The Data Retention (EC Directive) Regulations 2009 came into force yesterday (6 April 2009). A frequently asked question is: "I run an open wifi network will I have to log user's data?"
Do I need to retain data?
At first sight you would appear to be quite safe because the regulations do not apply to everyone. Check out regulation 10(1):
10.—(1) These Regulations do not apply to a public communications provider unless the provider is given a notice in writing by the Secretary of State in accordance with this regulation.

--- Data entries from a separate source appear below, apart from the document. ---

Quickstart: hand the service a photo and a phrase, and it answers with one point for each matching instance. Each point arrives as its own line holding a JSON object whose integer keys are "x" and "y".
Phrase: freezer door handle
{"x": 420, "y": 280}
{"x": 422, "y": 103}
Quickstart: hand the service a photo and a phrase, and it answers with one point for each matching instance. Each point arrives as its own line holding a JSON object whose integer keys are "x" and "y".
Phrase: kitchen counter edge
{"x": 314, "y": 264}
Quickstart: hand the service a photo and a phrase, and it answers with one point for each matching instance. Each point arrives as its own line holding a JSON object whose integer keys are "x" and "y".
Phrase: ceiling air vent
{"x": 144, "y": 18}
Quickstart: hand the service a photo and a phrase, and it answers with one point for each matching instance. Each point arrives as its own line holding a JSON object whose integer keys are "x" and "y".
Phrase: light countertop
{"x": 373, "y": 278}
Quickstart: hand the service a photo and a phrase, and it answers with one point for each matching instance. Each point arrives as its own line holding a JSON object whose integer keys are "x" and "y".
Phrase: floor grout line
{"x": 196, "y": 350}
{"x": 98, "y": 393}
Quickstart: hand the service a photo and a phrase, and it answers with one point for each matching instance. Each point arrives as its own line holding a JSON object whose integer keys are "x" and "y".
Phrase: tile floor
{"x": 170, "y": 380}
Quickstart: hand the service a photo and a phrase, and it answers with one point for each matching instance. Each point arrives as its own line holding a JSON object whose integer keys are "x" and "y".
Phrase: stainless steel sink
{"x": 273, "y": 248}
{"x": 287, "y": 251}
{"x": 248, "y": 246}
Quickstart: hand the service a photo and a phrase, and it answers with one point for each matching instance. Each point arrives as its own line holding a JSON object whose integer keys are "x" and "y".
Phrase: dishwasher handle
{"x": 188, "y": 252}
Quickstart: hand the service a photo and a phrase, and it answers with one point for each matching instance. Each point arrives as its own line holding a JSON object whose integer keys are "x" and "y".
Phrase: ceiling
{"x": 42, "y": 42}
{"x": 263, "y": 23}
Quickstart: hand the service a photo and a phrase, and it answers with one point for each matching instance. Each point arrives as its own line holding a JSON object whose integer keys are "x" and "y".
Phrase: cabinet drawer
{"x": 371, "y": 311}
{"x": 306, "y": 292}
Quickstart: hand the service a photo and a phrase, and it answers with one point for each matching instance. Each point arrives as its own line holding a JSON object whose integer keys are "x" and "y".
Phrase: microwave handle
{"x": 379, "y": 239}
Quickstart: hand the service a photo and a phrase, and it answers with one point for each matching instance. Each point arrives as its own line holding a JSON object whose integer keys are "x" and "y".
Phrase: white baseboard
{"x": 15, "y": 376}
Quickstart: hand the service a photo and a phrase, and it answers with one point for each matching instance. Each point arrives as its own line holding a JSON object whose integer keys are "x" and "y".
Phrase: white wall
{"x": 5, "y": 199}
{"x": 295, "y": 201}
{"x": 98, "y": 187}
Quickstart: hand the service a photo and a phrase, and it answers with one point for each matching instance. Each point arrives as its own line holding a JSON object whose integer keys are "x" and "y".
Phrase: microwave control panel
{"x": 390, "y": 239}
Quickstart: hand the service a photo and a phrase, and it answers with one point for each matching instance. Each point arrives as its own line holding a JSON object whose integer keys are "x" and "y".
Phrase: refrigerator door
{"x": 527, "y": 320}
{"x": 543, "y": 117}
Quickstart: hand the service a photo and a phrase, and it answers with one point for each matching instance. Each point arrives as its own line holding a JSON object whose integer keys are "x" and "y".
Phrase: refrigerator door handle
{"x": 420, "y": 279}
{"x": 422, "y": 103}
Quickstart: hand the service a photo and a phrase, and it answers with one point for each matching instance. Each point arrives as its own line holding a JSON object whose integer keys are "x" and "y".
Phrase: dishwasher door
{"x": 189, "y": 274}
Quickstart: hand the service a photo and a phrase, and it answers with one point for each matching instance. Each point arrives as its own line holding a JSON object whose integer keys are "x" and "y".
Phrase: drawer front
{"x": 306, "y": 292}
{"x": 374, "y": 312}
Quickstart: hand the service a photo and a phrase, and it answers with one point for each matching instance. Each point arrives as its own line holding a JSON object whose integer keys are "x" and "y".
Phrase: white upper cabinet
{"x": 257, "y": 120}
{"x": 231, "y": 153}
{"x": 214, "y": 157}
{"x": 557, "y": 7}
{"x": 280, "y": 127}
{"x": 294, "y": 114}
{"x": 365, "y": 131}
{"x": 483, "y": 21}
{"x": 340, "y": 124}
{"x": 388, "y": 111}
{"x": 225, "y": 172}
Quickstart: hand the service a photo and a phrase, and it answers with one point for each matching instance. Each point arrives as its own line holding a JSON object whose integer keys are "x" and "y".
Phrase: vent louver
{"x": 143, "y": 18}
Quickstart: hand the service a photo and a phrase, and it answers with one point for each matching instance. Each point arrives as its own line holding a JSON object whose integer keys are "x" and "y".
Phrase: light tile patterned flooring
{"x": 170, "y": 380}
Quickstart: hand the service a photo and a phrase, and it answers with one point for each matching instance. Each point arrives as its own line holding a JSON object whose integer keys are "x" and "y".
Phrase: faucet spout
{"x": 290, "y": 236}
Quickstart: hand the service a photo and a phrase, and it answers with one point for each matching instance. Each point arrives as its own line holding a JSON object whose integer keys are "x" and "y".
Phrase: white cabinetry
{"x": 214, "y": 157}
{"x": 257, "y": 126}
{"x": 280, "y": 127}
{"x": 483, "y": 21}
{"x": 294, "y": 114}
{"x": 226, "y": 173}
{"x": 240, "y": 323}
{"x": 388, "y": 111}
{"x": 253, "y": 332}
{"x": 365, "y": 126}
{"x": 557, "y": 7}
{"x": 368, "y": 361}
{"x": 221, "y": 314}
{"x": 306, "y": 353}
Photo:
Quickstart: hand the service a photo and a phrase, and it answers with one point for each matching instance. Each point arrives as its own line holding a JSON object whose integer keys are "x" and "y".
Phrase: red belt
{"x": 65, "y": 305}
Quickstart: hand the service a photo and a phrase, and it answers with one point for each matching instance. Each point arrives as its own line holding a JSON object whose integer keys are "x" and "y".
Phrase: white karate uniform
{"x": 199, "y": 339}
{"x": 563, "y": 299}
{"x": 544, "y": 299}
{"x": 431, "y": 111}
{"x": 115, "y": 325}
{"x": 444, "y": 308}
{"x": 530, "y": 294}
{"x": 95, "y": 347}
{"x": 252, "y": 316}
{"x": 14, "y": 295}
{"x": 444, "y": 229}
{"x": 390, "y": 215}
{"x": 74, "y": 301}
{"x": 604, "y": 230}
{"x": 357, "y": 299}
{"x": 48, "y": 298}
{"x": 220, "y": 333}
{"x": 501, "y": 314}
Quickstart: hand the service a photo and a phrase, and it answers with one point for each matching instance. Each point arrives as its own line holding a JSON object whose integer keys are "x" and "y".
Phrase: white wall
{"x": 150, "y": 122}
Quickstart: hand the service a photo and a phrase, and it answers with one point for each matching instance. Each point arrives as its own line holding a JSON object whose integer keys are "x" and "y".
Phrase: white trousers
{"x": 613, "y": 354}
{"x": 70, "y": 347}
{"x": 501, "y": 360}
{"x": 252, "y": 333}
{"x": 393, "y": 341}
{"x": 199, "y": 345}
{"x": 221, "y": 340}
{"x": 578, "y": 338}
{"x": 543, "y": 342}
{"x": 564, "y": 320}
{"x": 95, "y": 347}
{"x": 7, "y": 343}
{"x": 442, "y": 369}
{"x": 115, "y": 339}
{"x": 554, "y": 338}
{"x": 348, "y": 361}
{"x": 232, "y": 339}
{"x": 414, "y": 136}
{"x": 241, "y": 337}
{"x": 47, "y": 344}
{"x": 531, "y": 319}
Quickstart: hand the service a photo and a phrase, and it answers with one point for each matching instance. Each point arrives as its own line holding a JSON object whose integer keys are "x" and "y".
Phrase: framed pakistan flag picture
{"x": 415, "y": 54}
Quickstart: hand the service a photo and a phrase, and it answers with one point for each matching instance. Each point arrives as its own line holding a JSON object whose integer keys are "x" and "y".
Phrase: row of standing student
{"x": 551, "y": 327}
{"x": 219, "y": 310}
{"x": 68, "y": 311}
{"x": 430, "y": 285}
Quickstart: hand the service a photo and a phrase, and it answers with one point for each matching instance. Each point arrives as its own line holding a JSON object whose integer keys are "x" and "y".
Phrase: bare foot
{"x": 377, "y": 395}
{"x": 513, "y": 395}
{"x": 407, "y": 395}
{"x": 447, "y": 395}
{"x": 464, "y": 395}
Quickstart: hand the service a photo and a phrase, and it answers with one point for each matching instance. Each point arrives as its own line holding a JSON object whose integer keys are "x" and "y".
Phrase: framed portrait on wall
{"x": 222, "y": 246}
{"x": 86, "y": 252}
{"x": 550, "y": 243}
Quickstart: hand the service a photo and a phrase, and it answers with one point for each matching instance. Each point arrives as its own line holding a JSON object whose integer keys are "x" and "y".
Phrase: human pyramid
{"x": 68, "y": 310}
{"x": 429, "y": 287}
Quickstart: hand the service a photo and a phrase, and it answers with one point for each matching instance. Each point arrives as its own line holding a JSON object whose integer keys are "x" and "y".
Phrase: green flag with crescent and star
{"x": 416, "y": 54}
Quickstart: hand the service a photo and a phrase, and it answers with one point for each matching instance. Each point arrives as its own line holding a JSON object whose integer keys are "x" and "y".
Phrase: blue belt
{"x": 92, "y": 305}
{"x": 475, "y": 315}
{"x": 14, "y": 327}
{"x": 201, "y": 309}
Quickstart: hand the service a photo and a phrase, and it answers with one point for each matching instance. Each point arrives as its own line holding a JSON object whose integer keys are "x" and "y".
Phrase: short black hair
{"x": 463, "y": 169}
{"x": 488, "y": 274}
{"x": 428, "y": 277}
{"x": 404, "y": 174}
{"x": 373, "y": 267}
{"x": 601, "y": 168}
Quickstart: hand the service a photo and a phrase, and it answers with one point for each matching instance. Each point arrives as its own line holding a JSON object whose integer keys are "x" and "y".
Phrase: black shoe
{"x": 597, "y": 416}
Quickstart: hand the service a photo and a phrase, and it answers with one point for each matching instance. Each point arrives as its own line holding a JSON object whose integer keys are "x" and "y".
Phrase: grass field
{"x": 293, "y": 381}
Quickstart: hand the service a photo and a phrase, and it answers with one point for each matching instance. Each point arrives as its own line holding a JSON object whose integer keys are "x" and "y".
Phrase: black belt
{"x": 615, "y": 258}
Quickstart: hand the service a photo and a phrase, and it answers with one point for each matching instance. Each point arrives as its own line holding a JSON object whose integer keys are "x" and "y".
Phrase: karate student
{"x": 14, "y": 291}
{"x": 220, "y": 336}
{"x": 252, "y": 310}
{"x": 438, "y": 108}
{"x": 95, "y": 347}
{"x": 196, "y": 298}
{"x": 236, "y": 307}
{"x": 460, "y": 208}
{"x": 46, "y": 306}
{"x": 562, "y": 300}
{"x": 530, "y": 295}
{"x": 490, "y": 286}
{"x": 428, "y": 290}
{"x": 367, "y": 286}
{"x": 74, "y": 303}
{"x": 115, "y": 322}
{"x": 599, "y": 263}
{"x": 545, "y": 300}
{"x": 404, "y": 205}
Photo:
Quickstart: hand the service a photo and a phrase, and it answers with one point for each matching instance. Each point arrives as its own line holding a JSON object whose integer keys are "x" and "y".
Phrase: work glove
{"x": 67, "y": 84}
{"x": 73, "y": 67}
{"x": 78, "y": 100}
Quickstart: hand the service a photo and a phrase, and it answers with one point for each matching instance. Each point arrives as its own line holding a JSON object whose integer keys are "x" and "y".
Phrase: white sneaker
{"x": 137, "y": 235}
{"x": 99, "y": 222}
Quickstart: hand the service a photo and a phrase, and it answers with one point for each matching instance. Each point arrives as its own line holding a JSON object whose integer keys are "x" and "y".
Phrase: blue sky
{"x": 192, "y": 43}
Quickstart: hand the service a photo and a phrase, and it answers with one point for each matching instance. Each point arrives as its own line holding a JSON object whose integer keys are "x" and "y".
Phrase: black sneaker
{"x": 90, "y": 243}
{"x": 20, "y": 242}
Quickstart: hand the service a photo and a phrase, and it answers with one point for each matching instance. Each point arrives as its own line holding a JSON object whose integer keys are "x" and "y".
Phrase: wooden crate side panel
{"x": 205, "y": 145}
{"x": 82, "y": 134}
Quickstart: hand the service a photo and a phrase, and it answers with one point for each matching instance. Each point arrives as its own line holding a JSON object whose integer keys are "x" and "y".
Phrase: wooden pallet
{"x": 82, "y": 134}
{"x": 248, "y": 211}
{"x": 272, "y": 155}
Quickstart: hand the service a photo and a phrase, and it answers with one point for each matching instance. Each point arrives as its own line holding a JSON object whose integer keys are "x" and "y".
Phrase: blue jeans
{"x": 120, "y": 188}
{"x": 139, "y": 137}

So until you get that letter from the Secretary of State (or some nice minion working on her behalf) you need to do nothing. But hang on, the Secretary of State would appear to have given herself a rather bigger job than anticipated, still in regulation 10:
(2) The Secretary of State must give a written notice to a public communications provider under paragraph (1) unless the communications data concerned are retained in the United Kingdom in accordance with these Regulations by another public communications provider.
So she must give that notice. Notice in passing that there's no particular penalty on her for failing to do so, so the only way to make her would be to bring proceedings for judicial review. An unlikely eventuality.
But am I really a public communications provider?
Well the law on data retention is meant to be a paper chase for lawyers. "public communications provider" is defined in regulation 2(e):
(e) “public communications provider” means—
(i) a provider of a public electronic communications network, or
(ii) a provider of a public electronic communications service;
and “public electronic communications network” and “public electronic communications service” have the meaning given in section 151 of the Communications Act 2003
So, turning to s.151 of the Communications Act 2003 we find that
“public electronic communications network” means an electronic communications network provided wholly or mainly for the purpose of making electronic communications services available to members of the public;
If you noticed that the s.151 also has a definition of what a "public communications provider" is and that its not quite the same as in the regulations. Well spotted. You will not find transparency or consistency here.
So it looks from s.151 very much like an open wifi, or a wifi supplied to customers in a cafe or other site is a "public communications provider". The Secretary of State will be busy.
But hang on, does that mean I have to get ID from customers?
Well, if I'm right and if the Secretary of State did decide to comply with her statutory duty would that not make life really quite hard for (say) an internet cafe that does not check the identity of its customers?
Some comfort can be found in regulation 3:
- These Regulations apply to communications data if, or to the extent that, the data are generated or processed in the United Kingdom by public communications providers in the process of supplying the communications services concerned.
Notice that the regulations only apply to data that has been generated or processed. There's no obligation to create any data you don't already have.
That is just as well, if you check out the schedule to the regulations you will see that some of the data that is covered by the regulations doesn't seem to quite fit with the operation of many cybercafes etc that I know.
But that won't quite work as an answer. Some of the cybercafe's kit probably does at least process data mentioned in paragraph 13(1) of the schedule.
(a) The date and time of the log-in to and log-off from the internet access service, based on a specified time zone,
So it appears that if the regulations mean what they appear to say and an open wifi provider gets a regulation 10 notification they are going to have to keep 12 months' of data which would be a real pain. I promise not to tell the Secretary of State where you live.